Começando pelo elemento gramatical ou literal da interpretação, observa-se que em diversos protocolos se utiliza a expressão “incluir” para significar que os rendimentos de assistência técnica e serviços técnicos fazem parte do conceito de “informações correspondente à experiência adquirida no setor industrial comercial ou científica mencionada no parágrafo 3º do artigo XII”.
[…]
Na verdade a expressão “inclui” significa claramente que os serviços técnicos e de assistência técnica não são realidades ou conceitos independentes ou autônomos, mas sim elementos de um conceito mais amplo de que fazem parte. E o mesmo se diga da expressão “compreender”.

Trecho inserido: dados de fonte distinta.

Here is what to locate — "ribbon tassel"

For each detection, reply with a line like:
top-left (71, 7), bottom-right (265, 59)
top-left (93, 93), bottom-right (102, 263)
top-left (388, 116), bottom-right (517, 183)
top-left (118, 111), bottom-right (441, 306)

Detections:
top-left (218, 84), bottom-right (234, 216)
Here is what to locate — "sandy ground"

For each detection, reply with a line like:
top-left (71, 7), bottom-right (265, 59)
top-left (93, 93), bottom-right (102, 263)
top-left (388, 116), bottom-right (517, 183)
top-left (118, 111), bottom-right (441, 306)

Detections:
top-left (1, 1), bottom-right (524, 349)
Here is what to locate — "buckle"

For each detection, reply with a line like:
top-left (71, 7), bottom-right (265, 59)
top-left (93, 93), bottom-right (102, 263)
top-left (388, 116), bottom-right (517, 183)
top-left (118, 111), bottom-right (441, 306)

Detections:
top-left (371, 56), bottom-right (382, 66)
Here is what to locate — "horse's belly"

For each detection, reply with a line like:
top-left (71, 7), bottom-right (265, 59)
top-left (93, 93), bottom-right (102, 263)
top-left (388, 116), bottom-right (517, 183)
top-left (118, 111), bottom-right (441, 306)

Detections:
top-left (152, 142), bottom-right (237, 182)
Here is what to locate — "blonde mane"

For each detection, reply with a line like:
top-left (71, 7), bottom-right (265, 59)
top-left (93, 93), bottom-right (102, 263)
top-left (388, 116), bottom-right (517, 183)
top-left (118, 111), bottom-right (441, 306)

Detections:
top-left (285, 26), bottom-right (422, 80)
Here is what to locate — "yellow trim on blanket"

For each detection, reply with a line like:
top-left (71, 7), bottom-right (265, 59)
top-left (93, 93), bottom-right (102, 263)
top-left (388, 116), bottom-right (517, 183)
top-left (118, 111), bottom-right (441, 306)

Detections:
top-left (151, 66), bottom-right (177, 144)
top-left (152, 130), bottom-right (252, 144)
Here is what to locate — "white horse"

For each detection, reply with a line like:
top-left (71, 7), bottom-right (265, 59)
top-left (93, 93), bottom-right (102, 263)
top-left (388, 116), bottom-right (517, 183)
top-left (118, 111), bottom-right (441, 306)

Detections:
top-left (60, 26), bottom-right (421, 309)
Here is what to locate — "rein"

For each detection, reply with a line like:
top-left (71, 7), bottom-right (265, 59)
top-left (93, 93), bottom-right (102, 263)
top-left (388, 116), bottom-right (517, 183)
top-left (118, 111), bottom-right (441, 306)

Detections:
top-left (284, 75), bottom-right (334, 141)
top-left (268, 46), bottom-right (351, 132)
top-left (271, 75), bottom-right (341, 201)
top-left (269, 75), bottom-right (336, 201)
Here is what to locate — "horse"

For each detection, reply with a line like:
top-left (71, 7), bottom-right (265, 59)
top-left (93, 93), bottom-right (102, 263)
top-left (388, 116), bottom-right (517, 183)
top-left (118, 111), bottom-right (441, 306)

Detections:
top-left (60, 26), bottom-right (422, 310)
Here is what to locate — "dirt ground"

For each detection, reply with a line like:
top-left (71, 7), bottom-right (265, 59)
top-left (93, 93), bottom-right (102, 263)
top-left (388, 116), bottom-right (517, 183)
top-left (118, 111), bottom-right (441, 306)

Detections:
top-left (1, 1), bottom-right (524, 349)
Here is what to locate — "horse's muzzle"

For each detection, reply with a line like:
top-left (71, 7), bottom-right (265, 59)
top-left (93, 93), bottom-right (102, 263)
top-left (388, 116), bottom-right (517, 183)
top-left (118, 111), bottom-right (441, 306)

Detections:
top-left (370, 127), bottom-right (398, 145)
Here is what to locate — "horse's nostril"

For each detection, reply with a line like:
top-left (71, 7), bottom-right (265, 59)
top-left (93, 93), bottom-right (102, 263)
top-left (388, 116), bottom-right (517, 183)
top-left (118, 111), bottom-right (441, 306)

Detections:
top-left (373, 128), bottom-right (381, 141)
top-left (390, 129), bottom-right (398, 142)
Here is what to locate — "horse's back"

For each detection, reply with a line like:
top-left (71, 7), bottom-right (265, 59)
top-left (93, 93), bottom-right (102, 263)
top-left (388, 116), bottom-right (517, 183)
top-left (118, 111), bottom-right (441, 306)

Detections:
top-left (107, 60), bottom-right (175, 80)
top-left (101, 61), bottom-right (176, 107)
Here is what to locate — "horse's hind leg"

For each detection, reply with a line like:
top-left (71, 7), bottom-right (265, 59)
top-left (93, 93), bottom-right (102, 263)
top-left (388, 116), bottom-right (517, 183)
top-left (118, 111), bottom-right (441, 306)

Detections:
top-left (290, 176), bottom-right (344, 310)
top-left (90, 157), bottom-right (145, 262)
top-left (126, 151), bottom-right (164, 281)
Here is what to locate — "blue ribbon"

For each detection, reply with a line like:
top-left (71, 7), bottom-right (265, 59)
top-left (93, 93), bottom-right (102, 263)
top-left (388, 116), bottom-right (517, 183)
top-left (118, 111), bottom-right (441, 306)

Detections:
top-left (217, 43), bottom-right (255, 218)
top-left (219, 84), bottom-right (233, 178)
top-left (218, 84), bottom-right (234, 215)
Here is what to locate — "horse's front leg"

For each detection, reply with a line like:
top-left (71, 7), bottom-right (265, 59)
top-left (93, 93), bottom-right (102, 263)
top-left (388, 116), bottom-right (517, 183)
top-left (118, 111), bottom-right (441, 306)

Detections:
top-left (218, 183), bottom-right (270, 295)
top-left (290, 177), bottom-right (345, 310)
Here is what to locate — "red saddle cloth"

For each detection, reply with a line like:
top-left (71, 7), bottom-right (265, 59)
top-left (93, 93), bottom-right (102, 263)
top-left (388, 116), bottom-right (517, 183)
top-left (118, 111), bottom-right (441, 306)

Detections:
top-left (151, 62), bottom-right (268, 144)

Basta o elemento literal da interpretação para afastar a possibilidade de aplicação do art. 12, parágrafo 3º, a realidades que, por sua natureza, não se incluem ou compreendem no conceito mais amplo daquele artigo, por não terem qualquer conexão com transferência de tecnologia. [1](XAVIER, 2015, p. 27).

Em conclusão, constata-se que a regra de equiparação dos tratados celebrados pelo Brasil só abrange os serviços de assistência técnica e serviços técnicos acessórios aos contratos de transferência de tecnologia que envolvam pagamento de royalties, e não qualquer serviço que dependa de conhecimentos técnicos especializados.


[1] XAVIER, Alberto. A tributação da prestação internacional de serviços, em especial de serviços técnicos e de assistência técnica.Revista Dialética de Direito Tributário, São Paulo: Dialética, n. 235, p. 7-28, abr. 2015.